Stefansson mentions that Iyituaryuk was a boy some fifty years
prior to 1910 (Stefansson 1912), suggesting he was born about 1855 and thus would
have been 61 years old in 1916. Wilkin's diary refers to "this couple,"
suggesting that Iyituaryuk was there with his wife, possibly the
seamstress, Amaganna. In a letter to Girling
(July 13, 1916) Anderson records that "The 'Mary Sachs'
is still hauled up at Cape Kellett, with Capt. Bernard and old Irituayuk ('Old
Rambler') and family with him."
Kutok (Katie Roland)
The wife of Illun, Kutok also is mentioned by Stefansson (1921) as providing him
with information on local beliefs.
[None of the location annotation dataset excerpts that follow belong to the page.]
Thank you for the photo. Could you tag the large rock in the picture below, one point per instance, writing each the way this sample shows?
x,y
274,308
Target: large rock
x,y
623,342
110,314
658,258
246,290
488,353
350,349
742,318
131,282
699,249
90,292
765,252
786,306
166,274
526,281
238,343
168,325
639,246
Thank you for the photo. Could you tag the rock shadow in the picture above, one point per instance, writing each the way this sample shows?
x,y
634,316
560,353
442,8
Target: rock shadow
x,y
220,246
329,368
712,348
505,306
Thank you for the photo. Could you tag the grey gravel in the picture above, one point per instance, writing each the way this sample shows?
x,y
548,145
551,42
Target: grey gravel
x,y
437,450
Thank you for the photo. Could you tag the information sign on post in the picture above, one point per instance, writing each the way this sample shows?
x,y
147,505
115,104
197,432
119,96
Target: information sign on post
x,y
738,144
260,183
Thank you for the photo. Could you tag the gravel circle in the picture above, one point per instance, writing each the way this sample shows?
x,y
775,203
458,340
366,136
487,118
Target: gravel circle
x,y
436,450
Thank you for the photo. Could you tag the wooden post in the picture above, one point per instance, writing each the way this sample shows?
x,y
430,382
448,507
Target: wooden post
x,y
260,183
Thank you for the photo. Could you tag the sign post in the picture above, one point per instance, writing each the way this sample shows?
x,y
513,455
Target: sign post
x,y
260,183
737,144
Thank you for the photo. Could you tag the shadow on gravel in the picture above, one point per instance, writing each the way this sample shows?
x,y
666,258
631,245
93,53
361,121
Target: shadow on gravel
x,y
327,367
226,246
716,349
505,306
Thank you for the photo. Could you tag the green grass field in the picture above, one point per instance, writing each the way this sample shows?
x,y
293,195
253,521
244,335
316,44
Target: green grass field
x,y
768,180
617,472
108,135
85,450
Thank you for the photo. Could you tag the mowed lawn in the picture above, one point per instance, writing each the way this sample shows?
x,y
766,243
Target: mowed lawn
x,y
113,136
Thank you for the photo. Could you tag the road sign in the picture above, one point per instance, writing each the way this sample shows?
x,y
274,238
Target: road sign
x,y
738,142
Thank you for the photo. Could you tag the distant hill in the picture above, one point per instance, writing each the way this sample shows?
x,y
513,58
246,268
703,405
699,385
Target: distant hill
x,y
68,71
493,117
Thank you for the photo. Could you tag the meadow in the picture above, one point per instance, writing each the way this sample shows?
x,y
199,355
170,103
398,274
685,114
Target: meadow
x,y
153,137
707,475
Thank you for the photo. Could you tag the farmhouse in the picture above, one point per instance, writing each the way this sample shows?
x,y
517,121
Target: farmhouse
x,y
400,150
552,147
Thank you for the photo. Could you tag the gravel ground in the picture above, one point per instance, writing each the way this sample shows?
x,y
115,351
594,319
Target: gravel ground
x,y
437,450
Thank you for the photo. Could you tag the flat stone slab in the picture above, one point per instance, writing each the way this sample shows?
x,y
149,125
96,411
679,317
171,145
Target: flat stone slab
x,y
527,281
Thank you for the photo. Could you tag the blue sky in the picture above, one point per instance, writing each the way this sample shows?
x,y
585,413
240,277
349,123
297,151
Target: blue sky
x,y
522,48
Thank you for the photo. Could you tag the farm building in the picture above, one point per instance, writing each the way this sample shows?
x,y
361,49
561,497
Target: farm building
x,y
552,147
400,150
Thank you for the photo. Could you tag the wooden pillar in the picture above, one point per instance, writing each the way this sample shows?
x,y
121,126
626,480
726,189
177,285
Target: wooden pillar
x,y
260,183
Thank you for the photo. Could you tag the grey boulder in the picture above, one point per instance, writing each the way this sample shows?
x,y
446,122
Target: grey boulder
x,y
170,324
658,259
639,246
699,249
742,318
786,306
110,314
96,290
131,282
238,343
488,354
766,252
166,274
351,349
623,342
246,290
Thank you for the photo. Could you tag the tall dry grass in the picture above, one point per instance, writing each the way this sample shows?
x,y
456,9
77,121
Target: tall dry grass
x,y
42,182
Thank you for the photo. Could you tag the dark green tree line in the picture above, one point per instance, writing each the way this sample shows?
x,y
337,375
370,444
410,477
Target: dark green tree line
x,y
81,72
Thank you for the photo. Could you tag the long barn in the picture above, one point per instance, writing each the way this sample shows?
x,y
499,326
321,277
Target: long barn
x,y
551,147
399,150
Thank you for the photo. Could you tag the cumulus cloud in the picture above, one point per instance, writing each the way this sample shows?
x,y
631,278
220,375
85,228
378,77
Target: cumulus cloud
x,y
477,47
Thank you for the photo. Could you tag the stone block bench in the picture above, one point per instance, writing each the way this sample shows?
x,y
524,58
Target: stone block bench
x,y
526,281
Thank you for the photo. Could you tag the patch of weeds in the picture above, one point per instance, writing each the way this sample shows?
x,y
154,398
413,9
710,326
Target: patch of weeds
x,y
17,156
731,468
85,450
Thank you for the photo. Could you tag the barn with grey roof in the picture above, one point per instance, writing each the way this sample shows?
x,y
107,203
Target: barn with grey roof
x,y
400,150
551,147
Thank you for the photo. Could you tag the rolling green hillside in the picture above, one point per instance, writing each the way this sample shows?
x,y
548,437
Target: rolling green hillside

As a seamstress, Kutok was paid $100 for her
work during the year 1916-1917 at Cape Kellett, Banks Island, and $20 a month for
the two years from September 1917 to 1919, working on Melville and Victoria Islands
(Auditor General's Report 1919-20).
Kutok was later known as Katie Roland and her memories of the
time with the CAE are recorded in archival tapes and quoted extensively in the
Aulavik Oral History Project (Nagy 1999). Here is a sample:
"Then we started off with the Mimiqluks, the Ikugaks, Mamayauq and also Panigavluk
when they got home, and Palaiyaq too. It was us that were the Inupiat. There was
lots of us and we started off. When we pushed out from the shore, they started
blowing the horns, and I just about started crying. We just travelled and travelled
and started off to the ocean with a boat that had two big sails. They said the
boat was the Polar Bear. They were lots of white people, they were very
lively these white people.... we finally made it to Banks Island. Some Inupiat
were [there] and they greeted us. A white man named Charlie (Thomsen?) had a wife,
but I forgot her name. Also them two, Kiguaq and somebody else. They were workers
there at Banks Island. They were looking after the dogs. These two took so long,
and with my husband Itluun, they stayed behind."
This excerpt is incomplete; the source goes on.